Bu genel ilkeler çerçevesinde somut uyuşmazlığa dönüldüğünde dava konusu markanın … şeklinde tek kelime altı harften oluşan “BetaCo” kelimesinden oluştuğu, “B” ve “C” harflerinin büyük yazıldığı, markanın bütün olarak bir anlam ifade etmediği, yazımına uygun şekilde ….” olarak telaffuz edileceği,
Davacı yan markaları ise başta “…” olmak üzere, davacı yanın dilekçelerinde yer verdiği şekilde “…+SÖZCÜK” veya şekil unsurları ile oluşturulan seri markalardır. Davacı markalarının tamamında “…” ibaresinin esas unsur veyahut esas unsurlardan biri olarak kullanıldığı,
Bu çerçevede tespiti gereken husus davacı yanın “…” markaları ile “betaco” şeklindeki dava konusu markanın bütünsel anlamda yarattıkları algılar itibariyle, birbirleri ile iktisadi anlamda ilişkilendirilme ihtimali dahil karıştırılma ihtimaline yol açacak bir benzerlik taşıyıp taşımadıklarıdır.

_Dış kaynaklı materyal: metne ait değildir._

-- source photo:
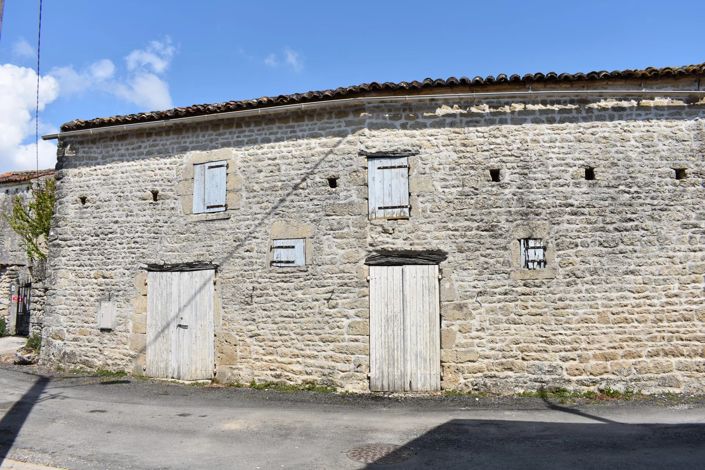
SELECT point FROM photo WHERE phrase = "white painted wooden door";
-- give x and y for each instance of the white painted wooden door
(180, 333)
(405, 351)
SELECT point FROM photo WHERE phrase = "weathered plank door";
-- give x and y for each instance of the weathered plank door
(405, 352)
(180, 333)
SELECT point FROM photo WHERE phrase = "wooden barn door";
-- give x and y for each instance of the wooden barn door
(404, 328)
(180, 333)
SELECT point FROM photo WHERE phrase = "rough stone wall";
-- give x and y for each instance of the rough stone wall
(8, 275)
(623, 306)
(11, 251)
(14, 265)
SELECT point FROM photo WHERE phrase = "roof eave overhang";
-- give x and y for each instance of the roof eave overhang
(270, 110)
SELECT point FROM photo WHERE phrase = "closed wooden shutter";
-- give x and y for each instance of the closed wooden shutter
(199, 189)
(180, 325)
(216, 179)
(210, 187)
(289, 252)
(404, 328)
(388, 187)
(533, 253)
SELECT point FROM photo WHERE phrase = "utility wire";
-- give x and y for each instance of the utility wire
(36, 109)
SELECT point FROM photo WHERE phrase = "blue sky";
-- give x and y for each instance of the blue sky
(105, 57)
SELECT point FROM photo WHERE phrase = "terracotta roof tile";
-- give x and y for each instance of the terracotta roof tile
(374, 87)
(23, 176)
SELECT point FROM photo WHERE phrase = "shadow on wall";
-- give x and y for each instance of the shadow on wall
(495, 444)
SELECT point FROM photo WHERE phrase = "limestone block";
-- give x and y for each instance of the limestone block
(456, 311)
(467, 355)
(447, 338)
(138, 342)
(359, 328)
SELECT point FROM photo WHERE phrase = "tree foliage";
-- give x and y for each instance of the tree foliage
(31, 218)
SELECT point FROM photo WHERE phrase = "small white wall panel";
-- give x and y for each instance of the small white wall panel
(107, 315)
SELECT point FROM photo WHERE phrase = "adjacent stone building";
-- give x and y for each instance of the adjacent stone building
(21, 299)
(491, 234)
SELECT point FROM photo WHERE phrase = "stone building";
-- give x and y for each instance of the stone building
(492, 234)
(22, 291)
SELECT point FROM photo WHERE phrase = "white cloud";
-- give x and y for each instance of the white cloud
(142, 85)
(293, 59)
(72, 81)
(289, 58)
(155, 58)
(271, 60)
(102, 70)
(23, 50)
(18, 89)
(145, 90)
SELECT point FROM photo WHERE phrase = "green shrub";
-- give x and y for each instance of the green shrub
(34, 343)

İşbu uyuşmazlık kapsamında tartışıldığı gibi kendisinden önce tescil edilmiş bir markadaki ibare ile birlikte kendi unsurlarını içerisinde barındıran birleşik bir markanın önceki marka ile iltibas oluşturup oluşturmadığına karar verilebilmesi için önceki markanın kendi başına uyuşmazlık konusu mal ve hizmetlerde bağımsız bir ayırt edici karakterinin olup olmadığının ve bu ibarenin sonraki markada da dominant bir etkiye sahip olmadığının incelenmesi gerekmektedir. Zira önceki markanın tek ve baskın unsurunun, bir bütün olarak sonraki markada da yer alması halinde, işaretlerin kısmen aynı oldukları ve ilgili tüketicide bu doğrultuda bir etki bırakacağı kabul edilmektedir. Keza yine bir markanın önceki markaya eklenmiş bir diğer kelimeden oluşması iki markanın benzer markalar olduğu yönünde bir göstergedir. Bununla birlikte ortak unsurun sonraki marka içerisindeki kullanımının niteliği ve tüketicinin bu kullanımdan edineceği algı da önemlidir.
Dava konusu marka yukarıda da belirtildiği üzere tek kelimeden oluşan bir sözcük markasıdır. Ülkemiz tüketicisi açısından dilbilgisi kurallarından kaynaklı olarak markaların başlangıç seslerini oluşturan ibarelere normal şartlarda daha fazla dikkat edilmekte olup tüketiciler markaların başlangıçlarında yer alan ilk unsurlara, soldan sağa okuma alışkanlığı nedeniyle, daha fazla odaklanmaktadırlar. Bu anlamda tüketicinin dava konusu marka ile karşılaştığında bu markanın “…” kök unsurundan türetilmiş bir ibare olduğunu algılaması kuvvetle muhtemeldir. Zira “…” kelimesi dilimizde de kullanılan ve öncül olarak “yunan alfabesinin ikinci harfi” şeklinde bir anlama sahip bir kelime olduğu gibi ülkemizde daha birçok alanda kullanılan bir kelimedir. Örneğin tıp alanında da “sıklıkla bademciklere yerleşip hastalık yapan bir mikrop” adı olarak da bilinen bir virüsün adıyken, bilişim alanında bilgisayar teknolojilerinde ikincil yazılım sürümünün adı olarak kullanılmakta, yine örneğin “… glukan” olarak bilinen ekmek mayasından elde edilen ve bağışıklık sistemini güçlendiren doğal bir maddenin adı gibi anlamlara da sahip olmaktadır. Dolayısıyla birden fazla anlama gelen ve tüketici tarafından bilinen bir ibare olan “…” ibaresini belirgin olarak içerir dava konusu marka bütününde, tüketicinin “…” ibaresi üzerindeki algısı çok daha kuvvetli olacaktır.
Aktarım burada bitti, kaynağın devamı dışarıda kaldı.